Western Ghats, is a mountain range that runs through six states along the Arabian Sea and was declared as a world heritage site in July 2012 by the United Nations Education, Scientific and Cultural Organisation (UNESCO). It has exceptionally high level of biological diversity and endemism and is recognised as one of the world’s eight ‘hottest hotspots’ of biological diversity.

The panel had suggested that the entire Western Ghats be designated as an ecologically sensitive area (ESA) with a graded or layered approach to conservation.

These concerns were largely ignored by the governments of six states, including Gujarat, Maharashtra, Goa, Karnataka, Tamil Nadu and Kerala, that come under Western Ghats.

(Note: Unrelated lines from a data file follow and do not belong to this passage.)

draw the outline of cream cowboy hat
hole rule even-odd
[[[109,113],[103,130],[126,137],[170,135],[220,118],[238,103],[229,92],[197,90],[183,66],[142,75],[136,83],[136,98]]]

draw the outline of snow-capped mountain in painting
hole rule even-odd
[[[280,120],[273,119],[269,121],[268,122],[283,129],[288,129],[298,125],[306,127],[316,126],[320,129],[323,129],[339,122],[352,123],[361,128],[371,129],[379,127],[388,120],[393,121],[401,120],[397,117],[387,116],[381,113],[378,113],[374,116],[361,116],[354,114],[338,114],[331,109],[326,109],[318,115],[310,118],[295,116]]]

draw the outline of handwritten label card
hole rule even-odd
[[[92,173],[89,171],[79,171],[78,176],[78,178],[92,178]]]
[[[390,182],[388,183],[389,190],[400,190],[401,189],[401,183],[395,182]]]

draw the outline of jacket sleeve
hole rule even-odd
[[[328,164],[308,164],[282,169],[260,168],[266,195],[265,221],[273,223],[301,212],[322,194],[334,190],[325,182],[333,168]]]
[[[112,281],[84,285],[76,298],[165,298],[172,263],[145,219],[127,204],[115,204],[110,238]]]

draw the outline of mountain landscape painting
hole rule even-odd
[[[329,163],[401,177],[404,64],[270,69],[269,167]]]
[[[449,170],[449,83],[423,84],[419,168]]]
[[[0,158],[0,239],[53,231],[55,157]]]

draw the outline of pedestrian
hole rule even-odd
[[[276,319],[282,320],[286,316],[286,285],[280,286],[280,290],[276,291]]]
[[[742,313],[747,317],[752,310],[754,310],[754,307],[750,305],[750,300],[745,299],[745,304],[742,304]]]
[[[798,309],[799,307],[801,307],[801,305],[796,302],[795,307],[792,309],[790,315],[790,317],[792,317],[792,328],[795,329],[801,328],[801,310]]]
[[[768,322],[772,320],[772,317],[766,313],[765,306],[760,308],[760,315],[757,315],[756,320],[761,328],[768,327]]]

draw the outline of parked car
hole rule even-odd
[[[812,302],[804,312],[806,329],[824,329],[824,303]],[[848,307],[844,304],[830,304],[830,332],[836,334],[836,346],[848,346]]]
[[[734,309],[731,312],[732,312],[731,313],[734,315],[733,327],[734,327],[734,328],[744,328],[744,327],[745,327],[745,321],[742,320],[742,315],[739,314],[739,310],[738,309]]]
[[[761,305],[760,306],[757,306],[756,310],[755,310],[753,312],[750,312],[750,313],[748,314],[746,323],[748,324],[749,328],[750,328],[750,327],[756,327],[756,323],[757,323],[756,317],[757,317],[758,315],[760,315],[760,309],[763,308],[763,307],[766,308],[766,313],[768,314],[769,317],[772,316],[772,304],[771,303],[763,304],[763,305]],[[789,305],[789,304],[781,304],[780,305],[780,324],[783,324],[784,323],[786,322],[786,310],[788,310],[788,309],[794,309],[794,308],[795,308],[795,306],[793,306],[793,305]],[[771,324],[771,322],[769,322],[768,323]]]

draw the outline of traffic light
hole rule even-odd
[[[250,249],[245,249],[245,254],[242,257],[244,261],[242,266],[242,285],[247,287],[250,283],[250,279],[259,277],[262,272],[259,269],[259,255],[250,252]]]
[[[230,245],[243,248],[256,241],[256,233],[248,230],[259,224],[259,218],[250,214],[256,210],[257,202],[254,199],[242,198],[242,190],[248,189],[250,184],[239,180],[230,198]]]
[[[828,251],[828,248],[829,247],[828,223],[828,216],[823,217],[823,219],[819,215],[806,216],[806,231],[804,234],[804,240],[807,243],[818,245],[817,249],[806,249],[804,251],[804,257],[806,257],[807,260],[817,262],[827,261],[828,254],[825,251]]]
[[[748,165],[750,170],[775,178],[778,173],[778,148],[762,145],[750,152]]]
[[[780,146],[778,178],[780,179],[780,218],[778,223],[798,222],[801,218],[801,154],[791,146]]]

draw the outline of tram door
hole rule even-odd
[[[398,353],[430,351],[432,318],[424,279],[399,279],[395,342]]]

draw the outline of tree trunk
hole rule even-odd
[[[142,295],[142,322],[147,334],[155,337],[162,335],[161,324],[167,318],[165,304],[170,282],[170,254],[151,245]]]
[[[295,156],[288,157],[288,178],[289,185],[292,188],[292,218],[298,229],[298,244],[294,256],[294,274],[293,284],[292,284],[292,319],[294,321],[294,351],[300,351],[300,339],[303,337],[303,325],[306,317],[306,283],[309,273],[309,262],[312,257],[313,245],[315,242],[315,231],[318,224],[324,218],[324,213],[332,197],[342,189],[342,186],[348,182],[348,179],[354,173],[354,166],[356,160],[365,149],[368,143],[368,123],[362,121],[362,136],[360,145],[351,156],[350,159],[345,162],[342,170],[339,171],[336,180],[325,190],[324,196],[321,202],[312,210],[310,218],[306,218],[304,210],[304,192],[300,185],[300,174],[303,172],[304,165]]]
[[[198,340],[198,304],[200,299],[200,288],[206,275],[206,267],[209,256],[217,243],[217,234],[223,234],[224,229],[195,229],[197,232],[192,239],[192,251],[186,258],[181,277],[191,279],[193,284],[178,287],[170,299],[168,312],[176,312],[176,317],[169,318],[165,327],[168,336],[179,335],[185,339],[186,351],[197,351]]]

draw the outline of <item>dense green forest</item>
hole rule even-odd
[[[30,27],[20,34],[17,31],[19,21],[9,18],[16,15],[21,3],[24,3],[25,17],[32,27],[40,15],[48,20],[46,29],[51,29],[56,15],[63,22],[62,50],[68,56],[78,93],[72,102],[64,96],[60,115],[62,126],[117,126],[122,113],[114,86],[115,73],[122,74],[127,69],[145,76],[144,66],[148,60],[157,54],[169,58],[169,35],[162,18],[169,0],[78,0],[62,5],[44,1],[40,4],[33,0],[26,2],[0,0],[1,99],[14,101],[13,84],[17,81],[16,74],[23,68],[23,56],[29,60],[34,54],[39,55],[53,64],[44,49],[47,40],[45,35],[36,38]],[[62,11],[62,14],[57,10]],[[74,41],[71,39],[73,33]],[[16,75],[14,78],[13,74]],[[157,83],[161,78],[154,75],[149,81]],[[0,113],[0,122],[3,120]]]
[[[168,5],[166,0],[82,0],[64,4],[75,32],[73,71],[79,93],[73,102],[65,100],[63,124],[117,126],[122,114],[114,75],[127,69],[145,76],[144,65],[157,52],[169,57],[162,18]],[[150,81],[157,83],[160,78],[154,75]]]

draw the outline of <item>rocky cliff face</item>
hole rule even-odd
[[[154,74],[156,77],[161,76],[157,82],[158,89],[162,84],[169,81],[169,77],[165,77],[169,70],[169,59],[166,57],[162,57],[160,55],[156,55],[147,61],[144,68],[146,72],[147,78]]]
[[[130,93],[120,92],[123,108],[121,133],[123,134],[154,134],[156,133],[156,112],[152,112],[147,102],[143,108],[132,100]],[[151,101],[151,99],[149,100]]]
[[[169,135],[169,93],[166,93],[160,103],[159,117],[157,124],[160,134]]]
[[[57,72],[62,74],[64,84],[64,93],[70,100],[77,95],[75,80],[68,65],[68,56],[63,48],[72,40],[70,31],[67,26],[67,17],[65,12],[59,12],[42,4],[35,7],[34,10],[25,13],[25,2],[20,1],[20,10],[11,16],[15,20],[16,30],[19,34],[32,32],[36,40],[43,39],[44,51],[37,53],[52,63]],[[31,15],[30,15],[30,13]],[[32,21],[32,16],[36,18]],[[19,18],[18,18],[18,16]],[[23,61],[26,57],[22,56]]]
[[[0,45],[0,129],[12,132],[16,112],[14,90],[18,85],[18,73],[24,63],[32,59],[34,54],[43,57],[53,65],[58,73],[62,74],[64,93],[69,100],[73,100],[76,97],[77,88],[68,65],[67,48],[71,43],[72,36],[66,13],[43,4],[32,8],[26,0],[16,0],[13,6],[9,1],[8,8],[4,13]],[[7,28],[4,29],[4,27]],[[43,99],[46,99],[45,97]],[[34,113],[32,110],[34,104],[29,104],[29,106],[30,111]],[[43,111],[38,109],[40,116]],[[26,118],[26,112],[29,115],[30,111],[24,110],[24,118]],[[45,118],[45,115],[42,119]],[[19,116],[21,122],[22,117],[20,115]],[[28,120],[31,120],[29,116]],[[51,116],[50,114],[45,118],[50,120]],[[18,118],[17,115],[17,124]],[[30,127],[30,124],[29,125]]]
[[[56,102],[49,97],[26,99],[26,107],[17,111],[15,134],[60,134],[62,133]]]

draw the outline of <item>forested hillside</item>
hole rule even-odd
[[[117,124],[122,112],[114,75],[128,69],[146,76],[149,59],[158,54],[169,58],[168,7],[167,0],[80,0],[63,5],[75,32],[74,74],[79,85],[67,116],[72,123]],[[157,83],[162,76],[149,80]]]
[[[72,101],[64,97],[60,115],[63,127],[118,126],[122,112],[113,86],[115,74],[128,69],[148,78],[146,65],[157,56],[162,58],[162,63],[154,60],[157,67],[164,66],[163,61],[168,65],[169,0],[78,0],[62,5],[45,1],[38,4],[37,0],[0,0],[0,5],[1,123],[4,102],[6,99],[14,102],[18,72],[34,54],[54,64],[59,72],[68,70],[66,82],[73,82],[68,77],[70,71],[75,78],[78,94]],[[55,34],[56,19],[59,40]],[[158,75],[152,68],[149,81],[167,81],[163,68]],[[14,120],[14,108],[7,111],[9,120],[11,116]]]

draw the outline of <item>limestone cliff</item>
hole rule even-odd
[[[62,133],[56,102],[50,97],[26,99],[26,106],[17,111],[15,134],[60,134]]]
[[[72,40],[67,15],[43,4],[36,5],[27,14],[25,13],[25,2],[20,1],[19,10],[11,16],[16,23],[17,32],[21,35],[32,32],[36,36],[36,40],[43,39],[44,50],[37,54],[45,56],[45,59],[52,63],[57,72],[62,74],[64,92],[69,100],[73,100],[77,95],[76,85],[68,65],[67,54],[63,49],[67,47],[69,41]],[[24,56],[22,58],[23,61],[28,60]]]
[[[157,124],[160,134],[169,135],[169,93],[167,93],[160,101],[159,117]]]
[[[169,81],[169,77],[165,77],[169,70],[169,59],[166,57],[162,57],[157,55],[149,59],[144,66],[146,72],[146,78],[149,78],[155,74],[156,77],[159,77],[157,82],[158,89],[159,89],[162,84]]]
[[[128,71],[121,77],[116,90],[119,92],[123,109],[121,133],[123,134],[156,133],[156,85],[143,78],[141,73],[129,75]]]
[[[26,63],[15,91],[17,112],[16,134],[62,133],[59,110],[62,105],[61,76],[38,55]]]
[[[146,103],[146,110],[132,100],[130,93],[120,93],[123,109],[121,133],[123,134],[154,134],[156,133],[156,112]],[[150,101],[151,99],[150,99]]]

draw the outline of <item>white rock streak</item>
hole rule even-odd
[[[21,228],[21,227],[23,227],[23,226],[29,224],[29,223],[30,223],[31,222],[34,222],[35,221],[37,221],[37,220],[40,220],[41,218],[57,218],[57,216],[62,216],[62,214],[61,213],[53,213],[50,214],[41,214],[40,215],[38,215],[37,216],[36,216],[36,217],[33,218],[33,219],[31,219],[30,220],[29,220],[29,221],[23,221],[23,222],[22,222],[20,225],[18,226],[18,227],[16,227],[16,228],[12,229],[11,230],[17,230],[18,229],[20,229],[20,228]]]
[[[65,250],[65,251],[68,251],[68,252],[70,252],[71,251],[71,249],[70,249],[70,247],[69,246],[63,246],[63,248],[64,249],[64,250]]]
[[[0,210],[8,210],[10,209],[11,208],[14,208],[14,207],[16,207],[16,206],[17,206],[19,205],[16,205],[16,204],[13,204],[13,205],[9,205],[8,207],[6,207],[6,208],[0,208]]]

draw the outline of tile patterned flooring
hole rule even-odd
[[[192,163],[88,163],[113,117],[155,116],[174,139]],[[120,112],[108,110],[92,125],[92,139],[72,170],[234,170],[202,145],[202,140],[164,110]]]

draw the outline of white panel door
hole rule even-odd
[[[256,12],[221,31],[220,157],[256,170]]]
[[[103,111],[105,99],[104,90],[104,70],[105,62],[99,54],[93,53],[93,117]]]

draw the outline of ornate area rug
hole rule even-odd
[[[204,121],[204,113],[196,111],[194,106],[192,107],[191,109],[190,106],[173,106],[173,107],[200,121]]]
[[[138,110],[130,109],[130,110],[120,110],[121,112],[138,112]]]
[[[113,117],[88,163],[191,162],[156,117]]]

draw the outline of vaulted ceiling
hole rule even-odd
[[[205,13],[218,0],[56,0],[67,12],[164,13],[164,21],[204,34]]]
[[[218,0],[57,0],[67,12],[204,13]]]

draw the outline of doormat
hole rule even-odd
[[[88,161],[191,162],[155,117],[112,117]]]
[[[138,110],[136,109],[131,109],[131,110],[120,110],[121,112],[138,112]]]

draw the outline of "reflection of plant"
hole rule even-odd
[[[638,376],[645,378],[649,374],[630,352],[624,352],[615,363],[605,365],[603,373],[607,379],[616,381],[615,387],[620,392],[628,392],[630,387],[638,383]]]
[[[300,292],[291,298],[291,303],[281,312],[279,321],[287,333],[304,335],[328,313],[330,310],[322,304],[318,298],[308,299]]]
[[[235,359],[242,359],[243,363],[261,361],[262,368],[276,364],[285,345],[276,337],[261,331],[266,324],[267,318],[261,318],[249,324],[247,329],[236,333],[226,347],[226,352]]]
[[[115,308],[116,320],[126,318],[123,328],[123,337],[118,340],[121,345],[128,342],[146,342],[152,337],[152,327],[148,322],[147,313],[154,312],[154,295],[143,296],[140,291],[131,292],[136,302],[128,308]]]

Several protests were held and private funders lobbied against the report. The Union government appointed another panel—the Kasturirangan committee—which proposed that only one-third of the Ghats be designated as ecologically sensitive.

There is a greater acceptance of the committee report now and the issue was also raised in the state assembly

In the end, the government issued a draft notification designating 56,825 sq km of the Western Ghats as ESA. The notification banned mining, thermal power plants and other red category industries as classified by the Central Pollution Control Board in the ESAs. It had also recommended State-level and national-level monitoring bodies.

However, the notification expired as the state did not arrive at a consensus. The results of not implementing the recommendations are evident. The issues raised by Gadgil report are now considered major contributing factors to landslides in the wake of heavy rains. “There is a greater acceptance of the committee report now and the issue was also raised in the state assembly,” said Prof Gadgil while talking to GoI Monitor over phone. “But I am not sure if this will result in greater action on the ground. Authorities might just forget about environment once the state recovers.”

In Kerala, the Gadgil report was earlier seen as biased against those living in hills since Western Ghats include only the upper reaches of the state. Major political parties and a section of the church had come out on the streets supporting people and protesting against the proposed ban on certain economic activities. Today, the situation is different. “People on the ground have realised that we can’t afford to ignore environment if we want to avoid recurrence of such disasters,” said Shibu Raj, a local activist and author. 

The draft notification on declaration of ecologically sensitive area expired in August as the consultations with six Western Ghats states failed. The National Green Tribunal (NGT) had to step in and restrain the states from giving environmental clearance to activities that may adversely impact the eco-sensitive areas. 

It also asked the Centre government to reissue the draft notification and settle the matter within six months and issue a final notification. It’s high timel the six states take lessons from Kerala floods and stop reaping economical dividend from deforestation and polluting industries.